The newly applied X-ray detector has been proven in performance tests to perform equivalently or better compared to the predicate device across various performance parameters, including DQE, MTF, and NPS. Additionally, the image quality of the new X-ray detectors, including the newly added modality ENT CT, has been evaluated in compliance with IEC 61223-3-4 and IEC 61223-3-5. Both standard requirements were met. The FACE SCAN modality is not intended for clinical diagnosis but is designed to assist with patient consultations during treatment. This modality has been evaluated according to internal criteria and confirmed to fulfill its intended purpose.

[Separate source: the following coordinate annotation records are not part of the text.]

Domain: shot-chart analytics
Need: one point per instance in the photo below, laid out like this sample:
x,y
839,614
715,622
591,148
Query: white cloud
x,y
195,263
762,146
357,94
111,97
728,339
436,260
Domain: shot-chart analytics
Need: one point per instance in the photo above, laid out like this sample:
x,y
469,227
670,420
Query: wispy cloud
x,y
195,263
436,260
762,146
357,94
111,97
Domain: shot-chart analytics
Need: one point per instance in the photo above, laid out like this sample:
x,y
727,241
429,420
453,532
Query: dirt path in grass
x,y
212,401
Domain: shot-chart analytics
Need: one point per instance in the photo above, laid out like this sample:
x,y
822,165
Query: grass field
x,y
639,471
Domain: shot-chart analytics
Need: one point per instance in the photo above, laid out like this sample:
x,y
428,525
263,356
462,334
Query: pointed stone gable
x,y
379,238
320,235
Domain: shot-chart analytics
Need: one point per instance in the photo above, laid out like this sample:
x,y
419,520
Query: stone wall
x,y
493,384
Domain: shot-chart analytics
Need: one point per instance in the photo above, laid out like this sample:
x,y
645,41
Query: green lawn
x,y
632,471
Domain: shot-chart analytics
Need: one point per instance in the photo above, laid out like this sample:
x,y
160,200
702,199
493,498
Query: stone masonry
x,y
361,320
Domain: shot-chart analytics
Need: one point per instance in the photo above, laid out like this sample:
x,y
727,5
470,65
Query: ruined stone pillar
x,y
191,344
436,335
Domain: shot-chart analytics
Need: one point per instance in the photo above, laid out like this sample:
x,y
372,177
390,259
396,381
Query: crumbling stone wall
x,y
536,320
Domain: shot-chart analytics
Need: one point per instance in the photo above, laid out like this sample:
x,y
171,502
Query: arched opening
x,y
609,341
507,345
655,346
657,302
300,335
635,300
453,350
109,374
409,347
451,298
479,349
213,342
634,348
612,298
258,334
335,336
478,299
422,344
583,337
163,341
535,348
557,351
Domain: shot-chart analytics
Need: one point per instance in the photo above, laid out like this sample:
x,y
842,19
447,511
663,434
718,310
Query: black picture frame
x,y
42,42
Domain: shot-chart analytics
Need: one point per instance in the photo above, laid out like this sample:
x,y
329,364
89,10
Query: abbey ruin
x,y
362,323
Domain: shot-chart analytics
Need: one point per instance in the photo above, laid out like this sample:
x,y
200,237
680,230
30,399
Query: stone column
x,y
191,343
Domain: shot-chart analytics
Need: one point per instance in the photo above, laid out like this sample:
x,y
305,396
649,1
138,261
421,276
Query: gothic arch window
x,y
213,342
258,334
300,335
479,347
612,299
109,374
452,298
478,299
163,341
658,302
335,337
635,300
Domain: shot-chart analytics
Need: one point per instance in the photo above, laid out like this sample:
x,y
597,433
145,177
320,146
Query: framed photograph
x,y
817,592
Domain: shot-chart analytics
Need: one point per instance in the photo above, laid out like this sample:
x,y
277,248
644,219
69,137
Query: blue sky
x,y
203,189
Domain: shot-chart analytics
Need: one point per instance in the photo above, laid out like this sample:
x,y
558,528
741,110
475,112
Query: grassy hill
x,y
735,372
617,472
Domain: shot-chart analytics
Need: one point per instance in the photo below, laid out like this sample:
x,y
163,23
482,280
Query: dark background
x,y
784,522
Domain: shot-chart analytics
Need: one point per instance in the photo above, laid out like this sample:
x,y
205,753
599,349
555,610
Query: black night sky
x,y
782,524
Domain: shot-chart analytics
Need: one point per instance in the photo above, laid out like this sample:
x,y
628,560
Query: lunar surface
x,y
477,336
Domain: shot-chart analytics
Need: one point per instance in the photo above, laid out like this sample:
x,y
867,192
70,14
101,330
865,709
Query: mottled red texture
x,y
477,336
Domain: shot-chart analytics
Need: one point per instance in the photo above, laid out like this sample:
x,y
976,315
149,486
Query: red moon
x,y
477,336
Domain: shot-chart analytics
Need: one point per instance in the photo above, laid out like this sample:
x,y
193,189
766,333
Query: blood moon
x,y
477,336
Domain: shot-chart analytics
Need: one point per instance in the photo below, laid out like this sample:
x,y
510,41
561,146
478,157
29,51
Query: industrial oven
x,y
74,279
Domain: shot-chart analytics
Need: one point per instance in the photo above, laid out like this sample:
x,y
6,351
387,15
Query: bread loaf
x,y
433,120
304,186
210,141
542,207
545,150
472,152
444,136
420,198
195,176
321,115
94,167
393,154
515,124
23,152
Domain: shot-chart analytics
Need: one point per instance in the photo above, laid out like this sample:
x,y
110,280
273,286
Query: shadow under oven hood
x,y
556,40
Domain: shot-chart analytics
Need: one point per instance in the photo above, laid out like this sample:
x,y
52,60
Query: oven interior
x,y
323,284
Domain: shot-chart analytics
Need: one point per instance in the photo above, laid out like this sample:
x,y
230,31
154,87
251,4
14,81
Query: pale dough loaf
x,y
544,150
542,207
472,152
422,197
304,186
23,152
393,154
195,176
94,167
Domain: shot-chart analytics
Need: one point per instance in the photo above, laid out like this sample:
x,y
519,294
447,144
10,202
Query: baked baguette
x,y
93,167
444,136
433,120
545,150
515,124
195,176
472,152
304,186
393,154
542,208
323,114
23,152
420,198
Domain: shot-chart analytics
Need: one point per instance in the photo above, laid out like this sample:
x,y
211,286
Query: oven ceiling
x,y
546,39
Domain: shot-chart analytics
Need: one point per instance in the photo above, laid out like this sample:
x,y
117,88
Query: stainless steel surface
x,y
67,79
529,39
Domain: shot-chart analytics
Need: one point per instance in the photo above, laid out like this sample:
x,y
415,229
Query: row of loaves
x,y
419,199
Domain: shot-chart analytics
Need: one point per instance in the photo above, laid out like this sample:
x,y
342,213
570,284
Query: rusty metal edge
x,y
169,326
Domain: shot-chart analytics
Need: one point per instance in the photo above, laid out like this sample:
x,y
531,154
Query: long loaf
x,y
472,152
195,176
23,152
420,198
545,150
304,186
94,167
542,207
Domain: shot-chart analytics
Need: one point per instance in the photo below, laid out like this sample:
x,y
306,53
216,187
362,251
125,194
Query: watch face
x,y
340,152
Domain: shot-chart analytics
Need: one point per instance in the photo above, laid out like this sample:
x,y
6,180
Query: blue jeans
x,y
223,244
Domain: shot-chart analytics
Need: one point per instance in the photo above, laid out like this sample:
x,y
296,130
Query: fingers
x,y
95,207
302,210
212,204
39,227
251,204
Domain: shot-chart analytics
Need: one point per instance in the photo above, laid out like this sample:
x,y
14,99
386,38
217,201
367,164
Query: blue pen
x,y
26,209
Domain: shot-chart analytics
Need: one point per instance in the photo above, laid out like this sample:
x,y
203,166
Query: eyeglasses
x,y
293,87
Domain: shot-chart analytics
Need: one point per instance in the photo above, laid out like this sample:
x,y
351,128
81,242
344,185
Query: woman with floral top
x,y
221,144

Auto Pano, Smart Focus and Scout modes have already been incorporated in previous devices which obtained premarket clearance from FDA (K231796). It was confirmed that both standard requirements were met through evaluation according to IEC 61223-3-4 and IEC 61223-3-5.
Quality assurance procedures are adhered to, and the specifications and functional requirements have been verified.
In accordance with the Federal Food, Drug and Cosmetic Act, 21 CFR Part 807 and based on the information provided in this premarket notification, VATECH Co., Ltd. concludes that Green X 21 (Model: PHT-90CHO) is substantially equivalent to the predicate device as described herein.